Right now we tend to look at urban planners as working for us, so they should do what we tell them to do.  For example; ‘I have this great plan, I went to the trouble of making these pretty renderings, so you should support me in my effort to develop it.’ We tend to think of planners as our bitches. It doesn’t help when they think their job is to run around looking for cheese. If we assign them the role of arguing for efficient urban form, then we are giving them the freedom to act as design professionals instead of whores or rats in a maze.
For example; If we say to our planners, ‘I want a foot passenger ferry service to Vancouver and I want you to support me in this effort,’ then we give those planners very few options and very little to do.
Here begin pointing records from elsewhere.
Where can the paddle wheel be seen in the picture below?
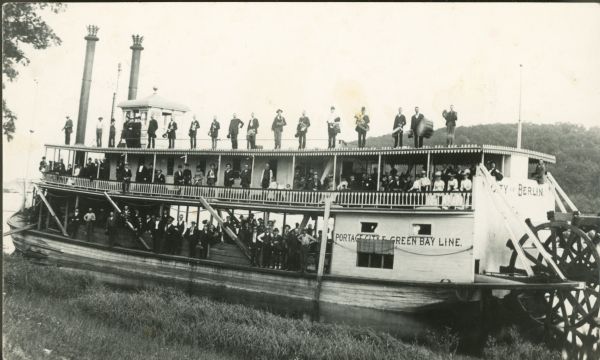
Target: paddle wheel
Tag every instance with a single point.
(568, 316)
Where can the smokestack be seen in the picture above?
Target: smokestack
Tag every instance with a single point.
(86, 83)
(136, 54)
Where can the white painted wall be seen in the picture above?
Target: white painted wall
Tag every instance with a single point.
(411, 262)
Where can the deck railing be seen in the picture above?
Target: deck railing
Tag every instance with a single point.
(360, 199)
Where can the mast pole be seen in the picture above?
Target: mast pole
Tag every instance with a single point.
(112, 108)
(519, 126)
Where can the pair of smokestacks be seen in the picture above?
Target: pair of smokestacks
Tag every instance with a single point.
(136, 54)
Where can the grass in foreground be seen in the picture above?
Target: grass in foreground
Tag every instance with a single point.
(78, 318)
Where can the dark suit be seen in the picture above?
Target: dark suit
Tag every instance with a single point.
(451, 118)
(68, 130)
(399, 122)
(252, 125)
(246, 178)
(229, 178)
(126, 179)
(178, 178)
(415, 120)
(192, 236)
(152, 127)
(187, 177)
(140, 175)
(172, 134)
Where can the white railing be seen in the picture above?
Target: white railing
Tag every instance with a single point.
(359, 199)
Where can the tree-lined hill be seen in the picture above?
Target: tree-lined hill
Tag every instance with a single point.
(576, 148)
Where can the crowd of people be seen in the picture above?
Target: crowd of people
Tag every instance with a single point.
(131, 132)
(287, 249)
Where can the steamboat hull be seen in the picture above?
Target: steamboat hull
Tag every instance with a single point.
(139, 268)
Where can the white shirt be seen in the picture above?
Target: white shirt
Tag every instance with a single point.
(466, 185)
(452, 185)
(438, 185)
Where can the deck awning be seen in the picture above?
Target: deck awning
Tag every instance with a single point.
(154, 101)
(433, 150)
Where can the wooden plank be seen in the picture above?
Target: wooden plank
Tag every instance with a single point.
(114, 205)
(62, 229)
(231, 234)
(16, 231)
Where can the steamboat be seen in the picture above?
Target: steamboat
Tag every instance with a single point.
(404, 251)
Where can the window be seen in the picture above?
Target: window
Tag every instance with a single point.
(170, 165)
(368, 227)
(421, 229)
(375, 254)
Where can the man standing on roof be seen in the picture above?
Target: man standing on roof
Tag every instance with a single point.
(415, 120)
(68, 129)
(171, 133)
(234, 128)
(277, 127)
(194, 126)
(398, 129)
(362, 126)
(112, 132)
(301, 129)
(152, 127)
(451, 118)
(251, 132)
(214, 132)
(333, 127)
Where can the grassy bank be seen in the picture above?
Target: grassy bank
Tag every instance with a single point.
(75, 317)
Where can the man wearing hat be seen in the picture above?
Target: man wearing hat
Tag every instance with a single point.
(333, 127)
(277, 127)
(466, 184)
(192, 236)
(362, 126)
(160, 177)
(112, 132)
(68, 129)
(234, 128)
(99, 128)
(126, 178)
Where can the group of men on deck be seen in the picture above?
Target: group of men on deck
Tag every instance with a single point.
(362, 125)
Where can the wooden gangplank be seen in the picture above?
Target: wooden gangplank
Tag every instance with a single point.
(229, 232)
(16, 231)
(60, 225)
(116, 207)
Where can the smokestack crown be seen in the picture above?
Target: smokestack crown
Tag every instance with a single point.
(92, 31)
(137, 42)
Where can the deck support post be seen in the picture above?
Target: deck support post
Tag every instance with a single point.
(323, 247)
(62, 229)
(226, 229)
(378, 172)
(218, 169)
(40, 216)
(154, 169)
(252, 172)
(114, 205)
(335, 171)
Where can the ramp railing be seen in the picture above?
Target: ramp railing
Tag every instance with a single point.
(516, 226)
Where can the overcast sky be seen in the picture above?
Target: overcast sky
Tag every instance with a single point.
(225, 58)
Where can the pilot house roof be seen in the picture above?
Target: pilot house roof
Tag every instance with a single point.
(153, 101)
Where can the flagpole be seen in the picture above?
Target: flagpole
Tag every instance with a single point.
(519, 126)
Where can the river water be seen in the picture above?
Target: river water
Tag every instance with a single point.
(464, 321)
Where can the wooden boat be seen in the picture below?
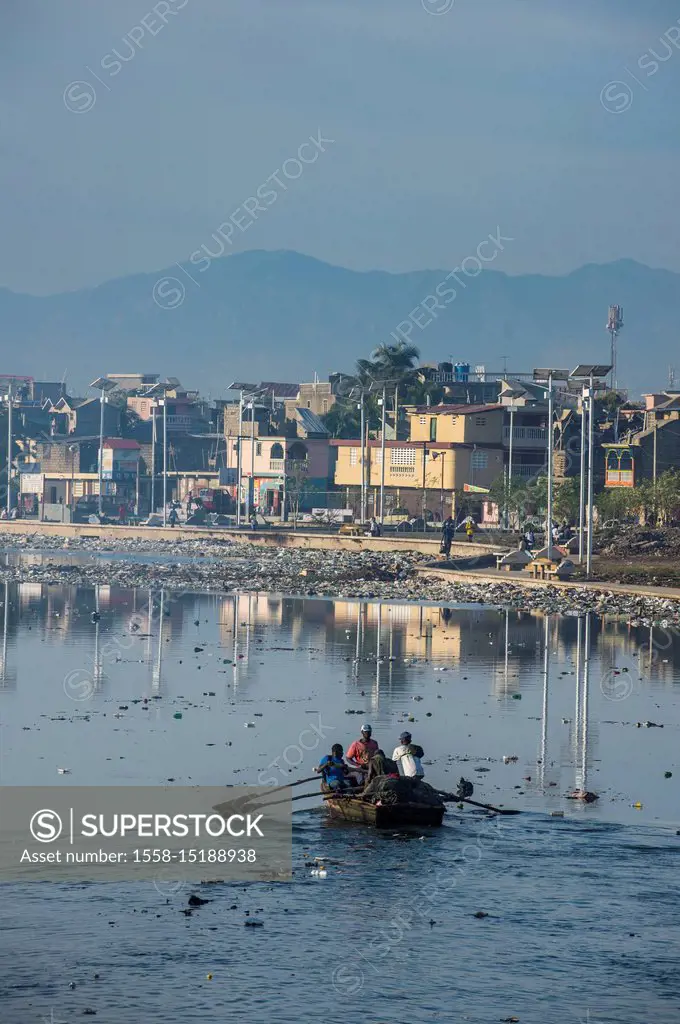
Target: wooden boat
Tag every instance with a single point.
(399, 815)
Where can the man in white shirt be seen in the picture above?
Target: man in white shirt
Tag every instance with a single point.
(408, 757)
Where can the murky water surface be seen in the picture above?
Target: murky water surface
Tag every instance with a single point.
(583, 922)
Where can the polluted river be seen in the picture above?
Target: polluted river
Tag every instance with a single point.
(564, 912)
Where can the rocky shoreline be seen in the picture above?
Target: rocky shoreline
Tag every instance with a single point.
(224, 566)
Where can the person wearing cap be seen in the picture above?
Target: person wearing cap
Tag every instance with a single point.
(363, 750)
(380, 764)
(408, 757)
(333, 769)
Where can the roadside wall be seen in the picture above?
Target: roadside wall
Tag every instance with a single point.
(265, 538)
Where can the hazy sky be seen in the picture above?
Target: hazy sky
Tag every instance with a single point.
(493, 113)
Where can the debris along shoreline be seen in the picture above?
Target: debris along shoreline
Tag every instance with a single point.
(225, 567)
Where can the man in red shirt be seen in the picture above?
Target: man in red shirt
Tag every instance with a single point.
(363, 750)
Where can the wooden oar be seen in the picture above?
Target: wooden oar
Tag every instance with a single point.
(451, 797)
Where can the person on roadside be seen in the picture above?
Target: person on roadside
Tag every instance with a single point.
(333, 769)
(408, 757)
(448, 530)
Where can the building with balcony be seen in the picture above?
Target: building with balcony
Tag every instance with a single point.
(645, 454)
(281, 471)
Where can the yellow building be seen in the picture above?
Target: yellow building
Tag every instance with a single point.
(449, 446)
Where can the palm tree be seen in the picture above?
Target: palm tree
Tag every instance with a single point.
(394, 360)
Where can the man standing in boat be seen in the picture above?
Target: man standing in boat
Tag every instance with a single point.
(362, 751)
(408, 757)
(333, 770)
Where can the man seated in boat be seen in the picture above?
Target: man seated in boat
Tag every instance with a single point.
(334, 771)
(380, 764)
(408, 757)
(362, 751)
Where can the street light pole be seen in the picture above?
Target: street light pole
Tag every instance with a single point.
(251, 484)
(102, 399)
(382, 458)
(9, 449)
(424, 484)
(591, 412)
(550, 461)
(164, 401)
(153, 508)
(582, 479)
(512, 431)
(240, 464)
(363, 459)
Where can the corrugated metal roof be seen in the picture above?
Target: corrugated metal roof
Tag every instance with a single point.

You’ve given them your decision, and all they have to do is say, ‘whatever.’ However, if we say, ‘I want you to find us the most efficient way to get to Vancouver, and then suggest methods of implementing this option,’ then you allow the planner to use all their acquired skills and all their resources towards solving a problem that will have a significant impact on city development. They are, then, required to give you enough information to make an informed decision.
In the same way that a scientific paper is an argument designed to achieve increased consensus, a report by the urban planner becomes an argument designed to achieve increased efficiency.
There is an irony to this approach. This approach to urban design, saves time and effort. While the design professional consumes about the same, he or she produces more and wastes less their time and our money. In other words we are employing them in such a way as to be more efficient, by having them do nothing more then argue for efficiency.
If an urban planner is arguing for efficiency, he or she is engaged in a serious effort to make city life easier for everybody. I think this is a better way to employ planners. This is  the most important step to take in the long journey towards sustainability. The sooner all of us take this step, the sooner the dialog between the citizen and the city official improves and the easier it is to find consensus, and work as a team, as we move towards our long term goal.